Most of my experience with humic in the past, was using Hydra Hume DG. I thought it was a decent product, and was able to get it for a good price.

Last year I started using Root Hume from SLS, and thought it was pretty good, but left particles in my sprayer (good thing I used a hose end sprayer).

Also, last summer, I got in on Doc's "buy" for Humic DG, and applied half the bag last summer or fall, with the remaining half this spring. I like the product, and and the 70% concentration is helpful to get a lot more down in one application. I think it was helpful to get it down at that time to get things started for the season, since I was limiting spring N applications, and had done the fall N blitz. I wanted the heavy shot of humic to aid the response of the fall N blitz. I also think it breaks down more quickly than Hydra Hume DG, so there's less chance of mower pickup, if you're bagging.

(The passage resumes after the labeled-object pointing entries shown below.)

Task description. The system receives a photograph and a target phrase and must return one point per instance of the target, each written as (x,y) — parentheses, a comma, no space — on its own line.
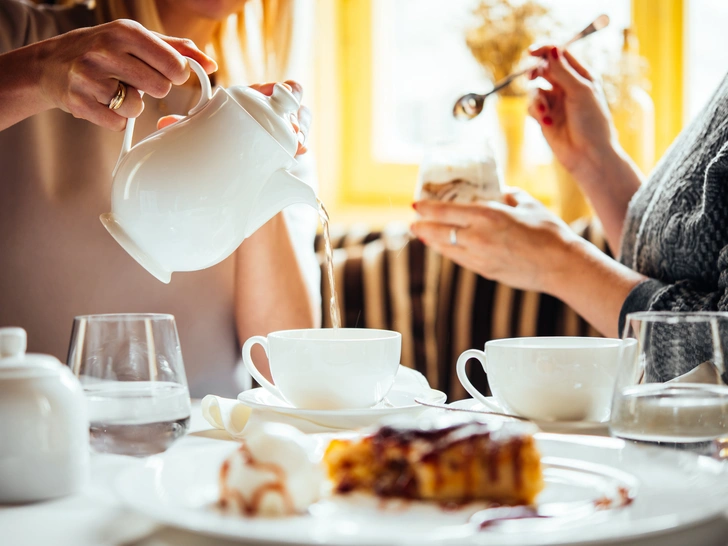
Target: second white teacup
(328,369)
(548,378)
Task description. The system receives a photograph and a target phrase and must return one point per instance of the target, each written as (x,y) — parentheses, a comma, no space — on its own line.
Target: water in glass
(670,388)
(132,372)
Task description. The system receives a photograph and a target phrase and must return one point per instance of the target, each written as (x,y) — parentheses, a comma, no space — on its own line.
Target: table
(96,518)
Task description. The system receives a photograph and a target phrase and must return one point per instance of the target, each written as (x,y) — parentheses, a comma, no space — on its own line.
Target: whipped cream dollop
(274,473)
(461,180)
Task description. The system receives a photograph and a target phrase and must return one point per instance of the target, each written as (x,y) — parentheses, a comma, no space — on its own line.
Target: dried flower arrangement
(504,32)
(629,69)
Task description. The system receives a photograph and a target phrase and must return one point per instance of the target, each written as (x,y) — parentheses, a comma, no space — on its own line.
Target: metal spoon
(470,105)
(450,408)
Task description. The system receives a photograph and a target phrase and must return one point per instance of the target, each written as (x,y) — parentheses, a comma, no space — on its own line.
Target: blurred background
(385,73)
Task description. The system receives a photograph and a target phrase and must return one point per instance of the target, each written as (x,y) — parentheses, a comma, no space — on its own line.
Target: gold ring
(118,99)
(454,236)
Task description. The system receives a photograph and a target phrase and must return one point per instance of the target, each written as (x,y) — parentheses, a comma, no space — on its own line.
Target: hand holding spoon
(470,105)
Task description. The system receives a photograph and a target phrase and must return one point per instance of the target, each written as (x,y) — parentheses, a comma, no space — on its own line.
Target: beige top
(57,260)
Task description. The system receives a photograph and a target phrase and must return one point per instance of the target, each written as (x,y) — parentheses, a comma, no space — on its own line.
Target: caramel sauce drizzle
(252,507)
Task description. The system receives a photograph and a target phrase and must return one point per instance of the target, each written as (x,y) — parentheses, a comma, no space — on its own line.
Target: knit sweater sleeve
(689,295)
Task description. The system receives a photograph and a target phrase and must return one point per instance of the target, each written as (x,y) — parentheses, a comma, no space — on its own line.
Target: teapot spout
(281,190)
(117,231)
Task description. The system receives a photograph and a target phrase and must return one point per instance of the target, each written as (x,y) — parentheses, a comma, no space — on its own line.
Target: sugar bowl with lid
(44,427)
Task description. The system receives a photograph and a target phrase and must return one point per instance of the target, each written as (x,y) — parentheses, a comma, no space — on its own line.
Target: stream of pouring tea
(334,303)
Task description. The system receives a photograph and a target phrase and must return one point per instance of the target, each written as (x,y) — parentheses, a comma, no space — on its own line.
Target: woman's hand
(573,115)
(301,122)
(79,71)
(519,243)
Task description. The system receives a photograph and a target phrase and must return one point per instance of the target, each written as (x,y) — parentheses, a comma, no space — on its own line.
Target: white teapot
(185,197)
(44,427)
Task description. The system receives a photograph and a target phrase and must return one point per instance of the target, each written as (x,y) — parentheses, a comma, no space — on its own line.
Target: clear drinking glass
(671,385)
(130,366)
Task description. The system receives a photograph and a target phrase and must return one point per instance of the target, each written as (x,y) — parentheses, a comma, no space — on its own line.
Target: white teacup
(548,378)
(328,369)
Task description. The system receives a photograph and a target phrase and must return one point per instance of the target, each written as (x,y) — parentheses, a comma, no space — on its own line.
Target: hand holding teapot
(185,197)
(301,122)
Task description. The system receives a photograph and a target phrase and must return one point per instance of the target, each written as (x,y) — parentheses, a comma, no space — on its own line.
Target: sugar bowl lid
(15,363)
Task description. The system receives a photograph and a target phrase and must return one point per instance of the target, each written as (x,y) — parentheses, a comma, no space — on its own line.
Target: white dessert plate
(408,385)
(557,427)
(670,489)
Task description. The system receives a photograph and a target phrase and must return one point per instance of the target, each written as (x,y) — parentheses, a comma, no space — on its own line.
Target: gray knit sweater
(676,230)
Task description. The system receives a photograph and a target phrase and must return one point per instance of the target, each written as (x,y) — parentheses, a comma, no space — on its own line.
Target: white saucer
(559,427)
(400,400)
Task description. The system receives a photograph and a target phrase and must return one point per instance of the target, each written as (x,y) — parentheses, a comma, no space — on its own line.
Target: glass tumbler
(671,386)
(131,369)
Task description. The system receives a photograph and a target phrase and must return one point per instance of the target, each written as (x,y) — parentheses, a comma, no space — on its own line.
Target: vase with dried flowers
(499,41)
(626,88)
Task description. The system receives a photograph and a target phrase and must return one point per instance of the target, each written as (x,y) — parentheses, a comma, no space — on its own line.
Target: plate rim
(647,527)
(553,425)
(439,397)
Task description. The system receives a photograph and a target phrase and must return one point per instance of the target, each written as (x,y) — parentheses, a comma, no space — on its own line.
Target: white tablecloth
(95,517)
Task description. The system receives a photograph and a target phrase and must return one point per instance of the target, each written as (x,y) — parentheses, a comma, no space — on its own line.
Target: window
(401,63)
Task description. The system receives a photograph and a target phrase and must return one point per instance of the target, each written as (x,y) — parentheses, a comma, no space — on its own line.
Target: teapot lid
(16,364)
(272,113)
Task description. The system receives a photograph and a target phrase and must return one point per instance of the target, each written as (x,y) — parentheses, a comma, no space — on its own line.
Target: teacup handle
(463,377)
(252,370)
(205,97)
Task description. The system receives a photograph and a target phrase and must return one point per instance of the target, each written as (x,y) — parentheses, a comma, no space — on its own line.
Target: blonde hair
(252,45)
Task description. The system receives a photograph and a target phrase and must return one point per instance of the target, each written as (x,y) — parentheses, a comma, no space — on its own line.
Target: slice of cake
(457,462)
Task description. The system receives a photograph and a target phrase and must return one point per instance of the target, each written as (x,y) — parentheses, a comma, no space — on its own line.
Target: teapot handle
(205,97)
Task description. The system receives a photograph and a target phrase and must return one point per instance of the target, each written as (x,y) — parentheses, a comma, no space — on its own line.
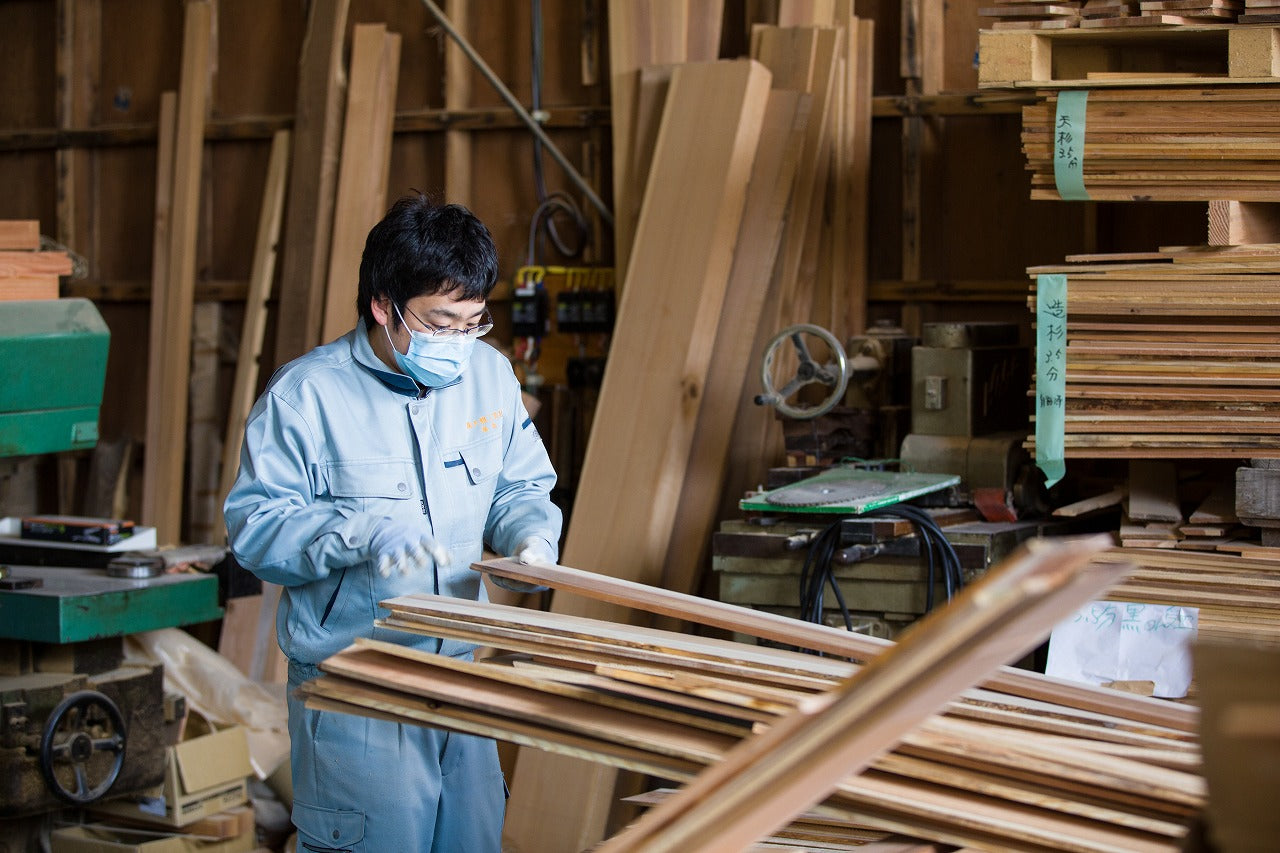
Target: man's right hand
(405,547)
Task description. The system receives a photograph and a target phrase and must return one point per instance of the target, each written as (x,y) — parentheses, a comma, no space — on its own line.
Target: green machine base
(73,605)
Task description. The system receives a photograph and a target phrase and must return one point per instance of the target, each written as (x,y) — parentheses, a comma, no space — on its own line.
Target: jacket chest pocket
(467,487)
(380,486)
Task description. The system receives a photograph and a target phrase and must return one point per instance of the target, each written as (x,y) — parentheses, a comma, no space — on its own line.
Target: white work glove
(531,551)
(405,547)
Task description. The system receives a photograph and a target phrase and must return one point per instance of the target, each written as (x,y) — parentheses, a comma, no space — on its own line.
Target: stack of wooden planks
(1164,144)
(1020,14)
(991,770)
(1023,14)
(1238,597)
(744,183)
(1173,354)
(27,273)
(1261,12)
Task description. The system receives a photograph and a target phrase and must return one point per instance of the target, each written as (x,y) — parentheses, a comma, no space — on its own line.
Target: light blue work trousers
(364,785)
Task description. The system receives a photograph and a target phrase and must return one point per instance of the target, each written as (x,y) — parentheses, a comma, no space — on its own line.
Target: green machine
(78,721)
(53,369)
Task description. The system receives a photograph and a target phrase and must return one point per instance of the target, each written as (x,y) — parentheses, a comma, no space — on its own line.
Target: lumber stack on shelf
(1173,354)
(990,770)
(27,273)
(1238,597)
(1128,50)
(1165,144)
(993,770)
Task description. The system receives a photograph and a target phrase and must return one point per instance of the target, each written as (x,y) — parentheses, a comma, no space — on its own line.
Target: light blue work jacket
(339,443)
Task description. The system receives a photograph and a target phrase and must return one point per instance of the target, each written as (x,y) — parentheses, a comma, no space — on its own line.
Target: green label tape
(1069,145)
(1050,375)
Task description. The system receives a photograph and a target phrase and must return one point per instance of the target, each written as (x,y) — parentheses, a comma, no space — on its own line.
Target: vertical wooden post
(366,155)
(920,65)
(457,96)
(316,140)
(170,325)
(80,26)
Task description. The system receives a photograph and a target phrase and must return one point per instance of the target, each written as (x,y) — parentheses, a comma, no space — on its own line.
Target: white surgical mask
(433,360)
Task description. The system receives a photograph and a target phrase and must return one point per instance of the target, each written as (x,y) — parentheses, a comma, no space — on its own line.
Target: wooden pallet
(1173,356)
(1128,56)
(1161,145)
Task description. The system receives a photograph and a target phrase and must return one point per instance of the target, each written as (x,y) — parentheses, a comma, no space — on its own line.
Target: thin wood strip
(828,639)
(360,199)
(769,779)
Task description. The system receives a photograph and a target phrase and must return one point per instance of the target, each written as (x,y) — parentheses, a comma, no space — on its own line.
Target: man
(379,465)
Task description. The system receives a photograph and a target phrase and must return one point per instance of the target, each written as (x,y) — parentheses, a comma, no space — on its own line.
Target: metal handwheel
(82,728)
(833,374)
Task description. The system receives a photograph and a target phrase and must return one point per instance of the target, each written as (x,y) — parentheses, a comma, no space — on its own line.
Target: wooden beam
(457,96)
(769,188)
(653,388)
(769,779)
(163,489)
(831,641)
(254,327)
(1234,223)
(316,141)
(19,235)
(78,69)
(362,172)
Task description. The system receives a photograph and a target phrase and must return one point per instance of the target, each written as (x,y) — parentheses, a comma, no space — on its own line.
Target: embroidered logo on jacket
(493,420)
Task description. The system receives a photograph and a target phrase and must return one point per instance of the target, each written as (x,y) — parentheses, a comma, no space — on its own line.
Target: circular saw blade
(821,492)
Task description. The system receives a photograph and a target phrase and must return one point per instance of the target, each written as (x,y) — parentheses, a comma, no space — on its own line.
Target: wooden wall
(81,81)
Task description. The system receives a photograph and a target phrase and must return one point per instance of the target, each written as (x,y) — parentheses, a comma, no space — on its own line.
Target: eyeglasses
(476,331)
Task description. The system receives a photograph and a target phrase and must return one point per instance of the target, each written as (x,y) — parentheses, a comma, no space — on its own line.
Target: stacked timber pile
(1261,12)
(26,272)
(1238,597)
(1173,354)
(1018,763)
(740,194)
(1019,14)
(1164,144)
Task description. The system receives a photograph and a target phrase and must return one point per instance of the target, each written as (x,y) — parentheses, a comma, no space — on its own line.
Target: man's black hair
(421,249)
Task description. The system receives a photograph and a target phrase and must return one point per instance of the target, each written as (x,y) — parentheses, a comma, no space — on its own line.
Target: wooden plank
(457,96)
(1153,492)
(1234,223)
(28,287)
(78,80)
(19,235)
(362,170)
(769,779)
(24,264)
(254,327)
(641,32)
(831,641)
(164,454)
(768,192)
(653,386)
(204,428)
(316,141)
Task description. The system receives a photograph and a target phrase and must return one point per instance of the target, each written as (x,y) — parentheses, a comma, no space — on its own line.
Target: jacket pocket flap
(338,829)
(483,461)
(373,478)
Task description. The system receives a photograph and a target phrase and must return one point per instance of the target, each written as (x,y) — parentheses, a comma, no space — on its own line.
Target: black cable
(818,571)
(549,204)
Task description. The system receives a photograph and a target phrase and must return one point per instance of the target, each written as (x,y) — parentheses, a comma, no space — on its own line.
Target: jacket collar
(364,354)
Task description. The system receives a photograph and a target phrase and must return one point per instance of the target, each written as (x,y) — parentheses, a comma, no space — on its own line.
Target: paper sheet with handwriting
(1107,641)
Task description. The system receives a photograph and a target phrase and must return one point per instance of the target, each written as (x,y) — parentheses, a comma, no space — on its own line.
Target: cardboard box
(204,775)
(100,838)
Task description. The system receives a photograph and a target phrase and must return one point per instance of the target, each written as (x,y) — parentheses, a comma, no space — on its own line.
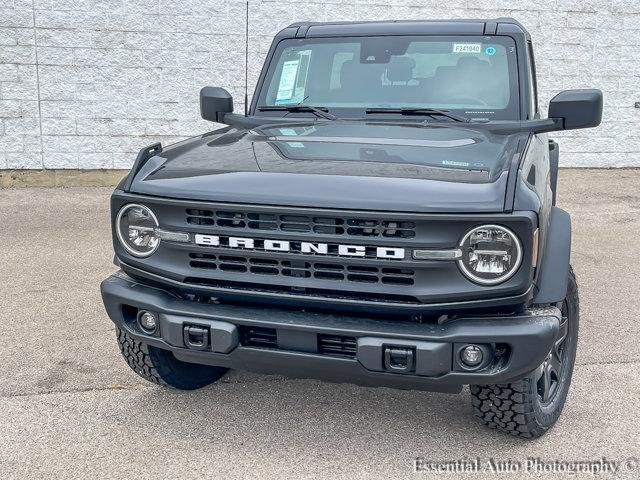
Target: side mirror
(577,108)
(215,102)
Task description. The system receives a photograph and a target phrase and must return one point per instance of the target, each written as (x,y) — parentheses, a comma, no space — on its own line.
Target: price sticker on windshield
(467,47)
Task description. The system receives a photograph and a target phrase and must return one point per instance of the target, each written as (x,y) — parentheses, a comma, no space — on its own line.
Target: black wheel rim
(550,372)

I've only applied N-Ext products once (yesterday, actually), and had a great experience. I don't have any long term experience with it, but think that regular applications will "spoonfeed" humic, so to speak, and gradually change soil over time. It was also very easy to make a uniform application with the pump sprayer, and I hit bad spots a little heavier. With very small particle sizes, it should elicit a quicker response. I don't know for sure, but the N-Ext products seem to have a synergistic effect, and I presume they are formulated that way. As a N-Ext products user newbie, take my opinion with a grain of salt, but I've been doing some homework, before I spent a chuck of money on them.

...just my 2 cents.


----------